Case Presentation: A 23-year-old- female with a past medical history of neuromyelitis optica on rituximab and hydronephrosis was found to have a culture-negative renal abscess. She had first presented 4 months prior at 26 weeks of pregnancy with complaints of a painful mass in her urethra, and right hydronephrosis was seen on CT. Prior to this, she had been treated for gonorrhea, and repeat testing was negative. A urethral diverticulectomy was performed and a foley catheter was placed. She was also found to have nephrotic range proteinuria and hematuria at that time. Testing for IgA nephropathy and other autoimmune etiologies were negative. Her pregnancy was complicated by preterm premature rupture of the membranes with premature labor at 29 weeks requiring C-section. Post-partum she continued to have chronic pelvic discomfort, bladder spasms, and dysuria. Ten days prior to admission, cystourethroscopy showed a friable, erythematous vaginal vault with a large opening of the anterior vaginal wall. She presented to the hospital with low back pain, nausea, and fevers. She was febrile and tachycardic. CT showed bilateral hydroureteronephrosis, urothelial enhancement, and possible pyelonephritis. Urinalysis showed moderate leukocyte esterase, protein 500mg/dl, large blood, >100 RBC/HPF, >100 WBC/HPF, and many WBC clumps. Urine culture grew mixed flora. Blood cultures on admission grew S. epidermis in both cultures. Nephrostomy tubes were placed. A transthoracic echocardiogram did not show valvular lesions or regurgitation. She continued to fever to 39C with leukocytosis despite treatment with broad spectrum antibiotics. Multiple repeat blood and urine cultures were without growth. Urinalysis showed continued pyuria. Repeat CT scan showed a renal abscess which expanded on repeat imaging. Multiple abscess aspirations were without growth in aerobic/anaerobic, fungal, and AFB cultures. PCR testing from the abscess aspiration was positive for Ureaplasma urealyticum.

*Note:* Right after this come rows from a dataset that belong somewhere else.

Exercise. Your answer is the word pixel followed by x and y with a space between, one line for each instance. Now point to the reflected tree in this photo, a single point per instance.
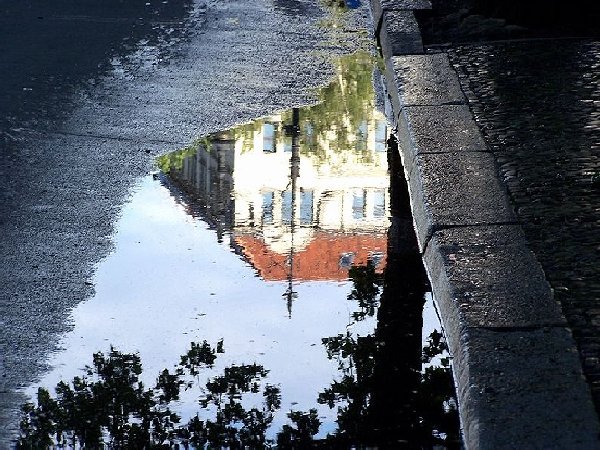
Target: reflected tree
pixel 109 405
pixel 383 396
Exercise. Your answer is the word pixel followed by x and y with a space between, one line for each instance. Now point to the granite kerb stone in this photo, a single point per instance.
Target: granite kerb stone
pixel 438 129
pixel 518 376
pixel 400 34
pixel 488 277
pixel 422 80
pixel 523 389
pixel 455 189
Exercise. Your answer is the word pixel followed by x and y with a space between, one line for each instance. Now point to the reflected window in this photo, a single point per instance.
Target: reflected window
pixel 286 207
pixel 309 135
pixel 267 211
pixel 358 204
pixel 346 260
pixel 269 138
pixel 361 136
pixel 306 207
pixel 379 203
pixel 380 136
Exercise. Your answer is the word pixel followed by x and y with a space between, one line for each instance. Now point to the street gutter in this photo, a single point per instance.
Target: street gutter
pixel 519 379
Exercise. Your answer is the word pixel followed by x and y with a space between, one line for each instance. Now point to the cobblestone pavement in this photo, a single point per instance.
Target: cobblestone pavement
pixel 538 104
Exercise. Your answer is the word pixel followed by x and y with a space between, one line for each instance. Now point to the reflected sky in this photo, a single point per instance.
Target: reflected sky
pixel 259 236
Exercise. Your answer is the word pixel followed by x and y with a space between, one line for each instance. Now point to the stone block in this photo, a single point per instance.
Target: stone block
pixel 456 189
pixel 438 129
pixel 400 34
pixel 423 80
pixel 523 389
pixel 379 6
pixel 486 276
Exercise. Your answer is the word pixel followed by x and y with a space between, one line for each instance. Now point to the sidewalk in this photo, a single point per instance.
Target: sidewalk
pixel 519 379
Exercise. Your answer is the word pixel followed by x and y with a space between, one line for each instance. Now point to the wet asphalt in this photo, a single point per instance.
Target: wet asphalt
pixel 91 93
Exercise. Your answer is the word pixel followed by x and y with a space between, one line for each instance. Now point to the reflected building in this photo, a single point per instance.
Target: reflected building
pixel 327 210
pixel 303 195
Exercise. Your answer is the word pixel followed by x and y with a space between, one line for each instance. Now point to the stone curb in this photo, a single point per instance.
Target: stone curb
pixel 519 379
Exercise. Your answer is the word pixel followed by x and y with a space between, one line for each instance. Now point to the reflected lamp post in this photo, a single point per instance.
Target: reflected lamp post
pixel 293 130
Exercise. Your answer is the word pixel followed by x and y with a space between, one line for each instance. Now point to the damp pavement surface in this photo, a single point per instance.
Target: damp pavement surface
pixel 91 94
pixel 538 105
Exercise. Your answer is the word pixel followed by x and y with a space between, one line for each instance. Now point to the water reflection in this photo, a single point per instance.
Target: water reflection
pixel 304 198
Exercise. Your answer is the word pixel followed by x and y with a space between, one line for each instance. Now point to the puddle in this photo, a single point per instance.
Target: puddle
pixel 269 243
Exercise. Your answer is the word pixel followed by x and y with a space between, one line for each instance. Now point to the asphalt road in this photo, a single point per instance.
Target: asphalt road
pixel 91 93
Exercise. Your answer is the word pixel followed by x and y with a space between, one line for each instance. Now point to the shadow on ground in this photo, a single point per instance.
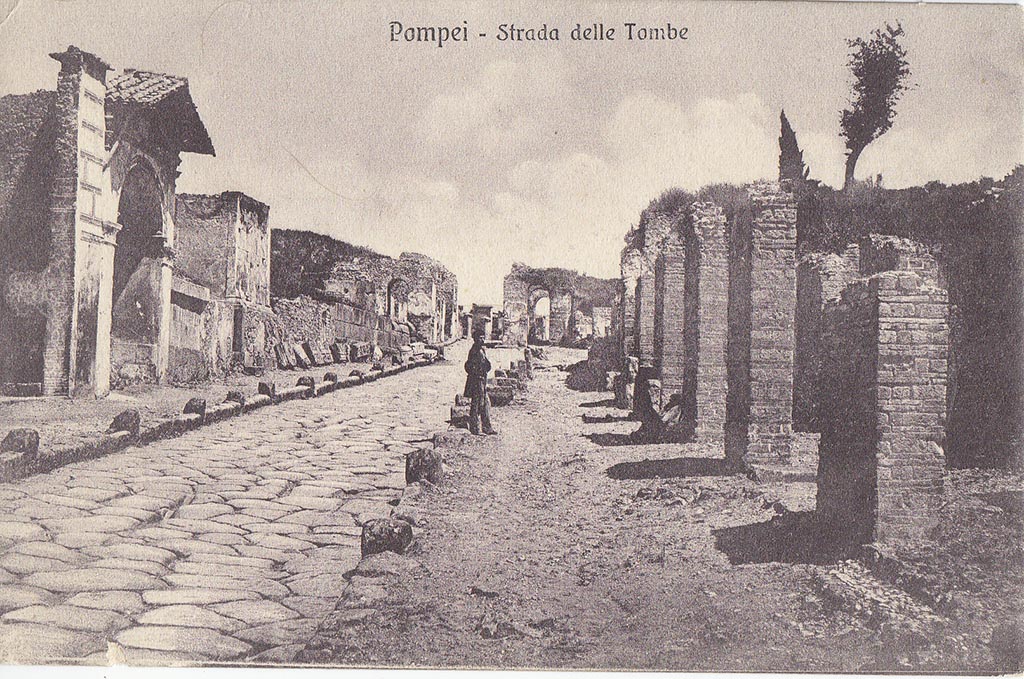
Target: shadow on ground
pixel 605 419
pixel 792 538
pixel 671 468
pixel 607 402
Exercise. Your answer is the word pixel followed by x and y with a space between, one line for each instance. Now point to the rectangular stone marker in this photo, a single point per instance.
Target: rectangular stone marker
pixel 885 371
pixel 286 359
pixel 339 351
pixel 762 309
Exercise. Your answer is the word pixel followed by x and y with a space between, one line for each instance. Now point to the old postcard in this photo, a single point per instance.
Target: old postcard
pixel 560 335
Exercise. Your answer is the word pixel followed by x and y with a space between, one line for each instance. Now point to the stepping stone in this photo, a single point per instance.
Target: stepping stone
pixel 262 586
pixel 195 641
pixel 310 606
pixel 158 534
pixel 70 618
pixel 256 611
pixel 133 552
pixel 264 553
pixel 189 547
pixel 283 654
pixel 90 580
pixel 279 527
pixel 19 596
pixel 320 585
pixel 197 568
pixel 279 542
pixel 90 524
pixel 96 495
pixel 189 616
pixel 203 510
pixel 148 567
pixel 31 643
pixel 202 525
pixel 24 563
pixel 276 634
pixel 20 531
pixel 196 595
pixel 118 600
pixel 247 561
pixel 77 540
pixel 67 501
pixel 307 502
pixel 222 539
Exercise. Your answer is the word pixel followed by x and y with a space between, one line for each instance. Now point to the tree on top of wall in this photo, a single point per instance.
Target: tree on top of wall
pixel 881 75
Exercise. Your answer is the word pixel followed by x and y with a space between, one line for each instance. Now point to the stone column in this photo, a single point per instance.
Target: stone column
pixel 762 301
pixel 712 273
pixel 880 472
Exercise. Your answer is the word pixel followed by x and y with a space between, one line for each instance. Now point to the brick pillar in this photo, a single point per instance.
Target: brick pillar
pixel 670 359
pixel 820 280
pixel 645 315
pixel 516 310
pixel 880 472
pixel 762 307
pixel 630 264
pixel 712 322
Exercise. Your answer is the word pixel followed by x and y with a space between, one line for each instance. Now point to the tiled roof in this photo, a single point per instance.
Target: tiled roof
pixel 168 96
pixel 142 87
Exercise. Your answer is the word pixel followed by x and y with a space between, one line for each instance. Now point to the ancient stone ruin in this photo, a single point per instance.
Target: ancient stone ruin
pixel 109 279
pixel 555 306
pixel 87 212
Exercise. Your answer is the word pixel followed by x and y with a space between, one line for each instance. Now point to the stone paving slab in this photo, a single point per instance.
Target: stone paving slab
pixel 226 544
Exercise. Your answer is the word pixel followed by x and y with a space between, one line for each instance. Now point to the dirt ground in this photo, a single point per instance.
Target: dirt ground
pixel 558 545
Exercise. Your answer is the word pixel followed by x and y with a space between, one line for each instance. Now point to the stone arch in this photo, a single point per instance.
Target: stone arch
pixel 539 314
pixel 137 281
pixel 396 299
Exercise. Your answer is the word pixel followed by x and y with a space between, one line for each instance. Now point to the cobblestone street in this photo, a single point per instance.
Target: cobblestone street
pixel 225 544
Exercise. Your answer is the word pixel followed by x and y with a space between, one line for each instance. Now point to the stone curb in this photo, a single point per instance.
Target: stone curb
pixel 14 466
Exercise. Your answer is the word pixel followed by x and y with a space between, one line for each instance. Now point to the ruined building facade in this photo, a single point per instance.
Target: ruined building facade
pixel 87 226
pixel 324 289
pixel 556 306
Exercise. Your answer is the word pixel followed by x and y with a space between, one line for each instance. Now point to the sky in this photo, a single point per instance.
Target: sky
pixel 483 153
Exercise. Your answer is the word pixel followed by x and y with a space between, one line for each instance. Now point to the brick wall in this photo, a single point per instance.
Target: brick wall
pixel 880 473
pixel 763 295
pixel 820 279
pixel 712 322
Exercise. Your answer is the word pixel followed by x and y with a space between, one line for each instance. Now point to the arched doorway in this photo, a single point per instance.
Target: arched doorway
pixel 137 271
pixel 539 306
pixel 397 299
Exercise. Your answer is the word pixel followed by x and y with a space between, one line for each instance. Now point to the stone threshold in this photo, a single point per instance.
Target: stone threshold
pixel 17 465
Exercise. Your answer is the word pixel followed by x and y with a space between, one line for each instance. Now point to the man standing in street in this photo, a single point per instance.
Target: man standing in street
pixel 477 368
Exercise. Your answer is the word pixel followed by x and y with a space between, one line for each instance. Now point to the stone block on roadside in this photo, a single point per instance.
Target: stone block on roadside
pixel 268 389
pixel 424 463
pixel 339 351
pixel 385 535
pixel 453 437
pixel 20 440
pixel 129 420
pixel 284 355
pixel 501 395
pixel 301 359
pixel 196 406
pixel 460 417
pixel 307 382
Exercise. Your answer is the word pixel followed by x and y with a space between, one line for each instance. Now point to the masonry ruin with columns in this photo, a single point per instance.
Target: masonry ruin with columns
pixel 579 306
pixel 87 220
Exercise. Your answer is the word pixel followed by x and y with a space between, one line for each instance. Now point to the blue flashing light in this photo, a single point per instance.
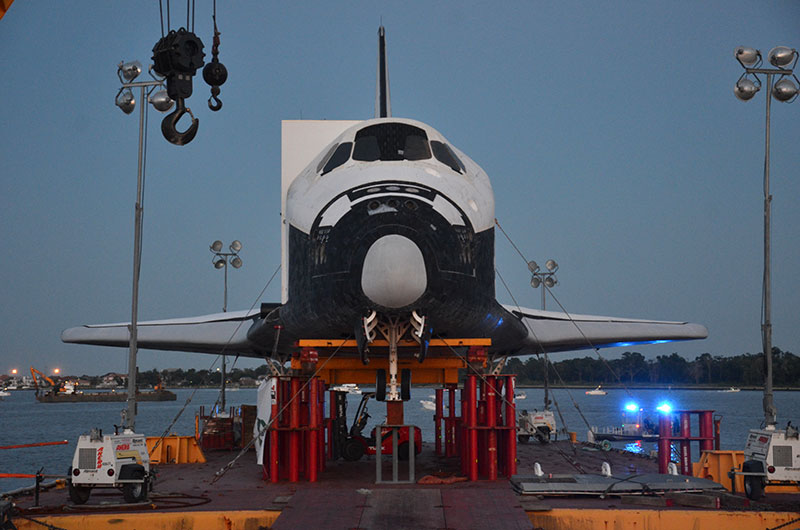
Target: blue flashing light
pixel 664 408
pixel 631 407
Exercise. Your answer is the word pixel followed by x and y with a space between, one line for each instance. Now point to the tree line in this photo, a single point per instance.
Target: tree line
pixel 632 369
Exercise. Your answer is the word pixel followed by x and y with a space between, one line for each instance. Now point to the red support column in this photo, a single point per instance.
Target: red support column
pixel 464 449
pixel 313 418
pixel 321 425
pixel 686 443
pixel 294 433
pixel 331 419
pixel 511 421
pixel 272 451
pixel 472 432
pixel 491 422
pixel 437 419
pixel 450 425
pixel 706 431
pixel 664 450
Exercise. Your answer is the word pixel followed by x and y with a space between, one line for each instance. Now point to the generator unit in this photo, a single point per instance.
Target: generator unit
pixel 119 461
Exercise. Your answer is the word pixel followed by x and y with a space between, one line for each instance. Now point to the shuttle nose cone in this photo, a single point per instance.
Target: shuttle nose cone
pixel 393 274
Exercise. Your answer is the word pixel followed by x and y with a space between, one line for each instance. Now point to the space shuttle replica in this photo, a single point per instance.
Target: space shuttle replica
pixel 388 231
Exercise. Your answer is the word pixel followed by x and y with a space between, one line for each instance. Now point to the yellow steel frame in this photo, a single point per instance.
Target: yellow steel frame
pixel 440 367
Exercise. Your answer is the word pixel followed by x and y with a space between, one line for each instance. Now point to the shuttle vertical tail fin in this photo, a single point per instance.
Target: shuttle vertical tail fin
pixel 383 104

Discussion: Ureaplasma urealyticum is a small bacterium which cannot be seen on gram stain due to the lack of a cell wall. It does not grow on routine culture medium. It is present in the vaginal flora of 40-80% of sexually active women and causes up to 30% of non-gonococcal urethritis. Ureaplasma is also associated with surgical site infections, PPROM, and invasive infections in transplant recipients. In one study, hypogammaglobulinemia or rituximab was associated with 71% of invasive Ureaplasma infections in non-transplant patients. There are rare reports of Ureaplasma urealyticum causing renal abscesses. Due to lack of a cell wall, Ureaplasma will not respond to most antibiotics and should be treated with tetracyclines, macrolides, or fluroquinolones.
Conclusions: Conclusion: In patients with sterile pyuria and urethritis, Ureaplasma urealyticum infection should be considered. Organ transplant and hypogammaglobinemia are associated with invasive infection which can rarely manifest as a renal abscess. In this case, the lack of response to broad spectrum antibiotics and negative cultures in a patient on rituximab caused the clinician to consider invasive Ureasplasma infection.